Dust storms are a normal part of India’s climate in the summer months. They usually pass with comparatively little incident. The death toll rarely exceeds a dozen or so. This time, however, it was different.
A combination of unusually high temperatures and a preponderance of moisture in the atmosphere intensified the dust storms, according to meteorologists. Bob Henson of Weather Underground said “the strong winds were probably downbursts” caused by “a huge thunderstorm complex that swept through the area overnight.”
The storms rolled across the region as moist air was drawn from the Gulf of Oman to a cyclonic flow – a current where air travels inward – off the northeast Indian coast. The low pressure weather system, coupled with the heat, led to the generation of the violent winds.
“A freak incident”
The crisis has been deemed “a freak incident” by Mahesh Palawat, chief meteorologist at Skymet Weather. “ Dust storms are usually not this intense nor do these systems cover such a large area,” Palawat added.

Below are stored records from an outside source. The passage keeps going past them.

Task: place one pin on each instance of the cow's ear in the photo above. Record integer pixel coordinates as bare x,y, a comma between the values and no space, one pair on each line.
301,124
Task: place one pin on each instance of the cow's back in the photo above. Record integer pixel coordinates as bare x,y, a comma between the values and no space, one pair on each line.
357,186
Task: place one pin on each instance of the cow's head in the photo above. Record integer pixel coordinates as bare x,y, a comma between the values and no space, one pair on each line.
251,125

At least 73 people died and 91 were injured in Uttar Pradesh. 36 people lost their lives in Rajasthan, which reported more than 100 injuries. Power supplies were disrupted as some 8,000 electricity poles fell. Trees were uprooted and buildings destroyed by debris carried by fierce winds reaching speeds of 100 mph in some areas.
Further fatalities were reported in Uttarakhand, Punjab and Madhya Pradesh. Delhi and Haryana also witnessed significant destruction.

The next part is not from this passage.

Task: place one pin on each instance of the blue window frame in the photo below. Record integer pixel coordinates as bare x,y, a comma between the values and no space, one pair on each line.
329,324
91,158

The winds are responsible for much of the immediate damage and loss of life. However, the presence of dust in the storms could lead to health complications in future if particulate matter accumulates in the respiratory systems of those affected. This can inflame pre-existing conditions such as asthma and, if exposed over an extended period of time, could lead to issues with breathing and lung disorders.

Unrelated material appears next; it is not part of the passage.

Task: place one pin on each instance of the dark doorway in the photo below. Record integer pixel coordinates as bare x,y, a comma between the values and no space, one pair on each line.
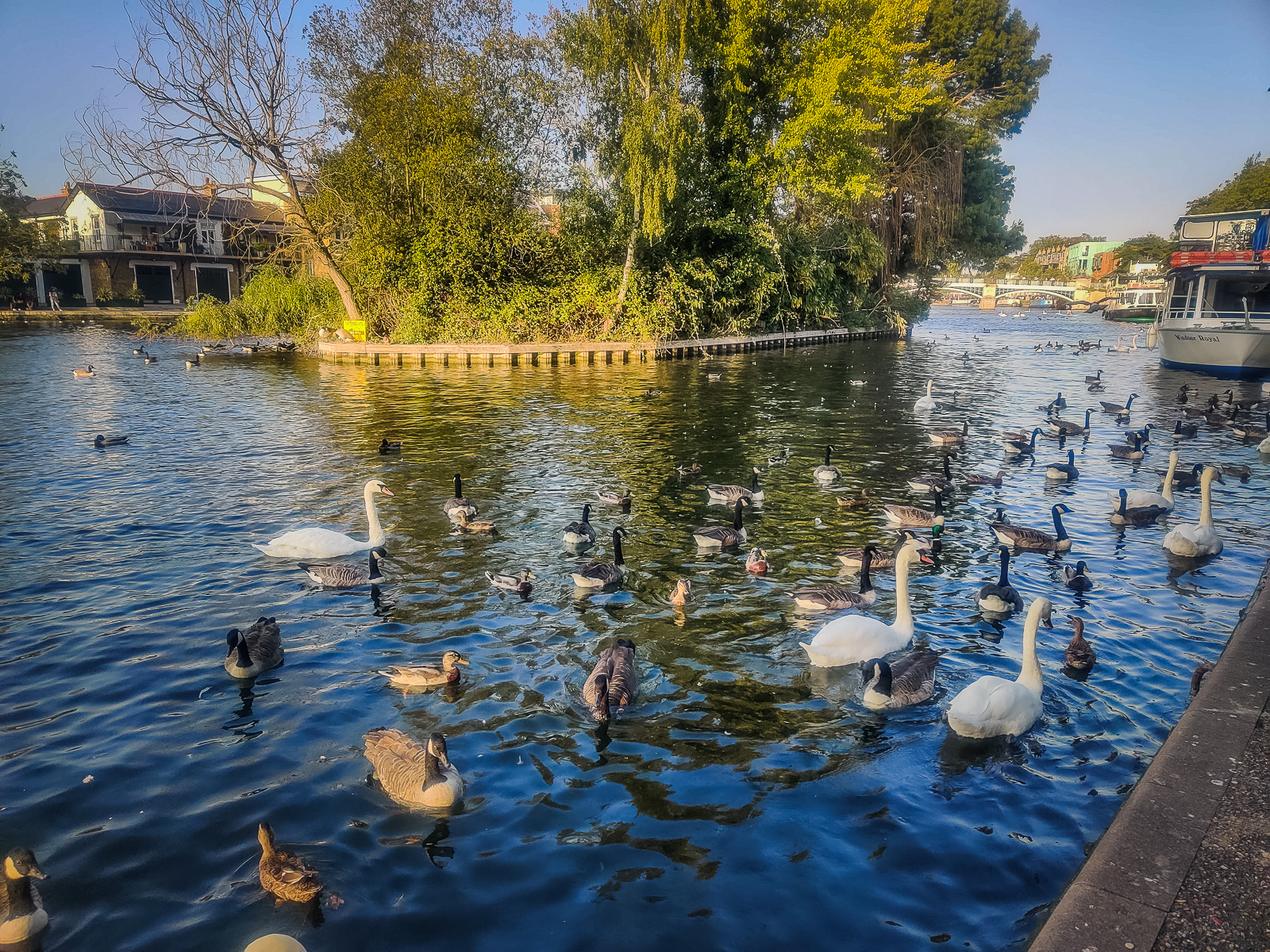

This could be a concern for residents of the affected regions. Some are warning that climate change means dust superstorms are likely to increase in incidence in future.
“All over India, temperatures are abnormally high,” Indian Institute of Tropical Meteorology climate scientist Roxy Mathew Koll told The Hindustan Times. “Even if they are not the drivers, they will aggravate the situation by causing the atmosphere to become more unstable.”
If this is the case, residents will face a dual threat. Not only will they have to contend with the immediate risk of the storm, they may also be faced with the prospect of long-lasting health effects and complications.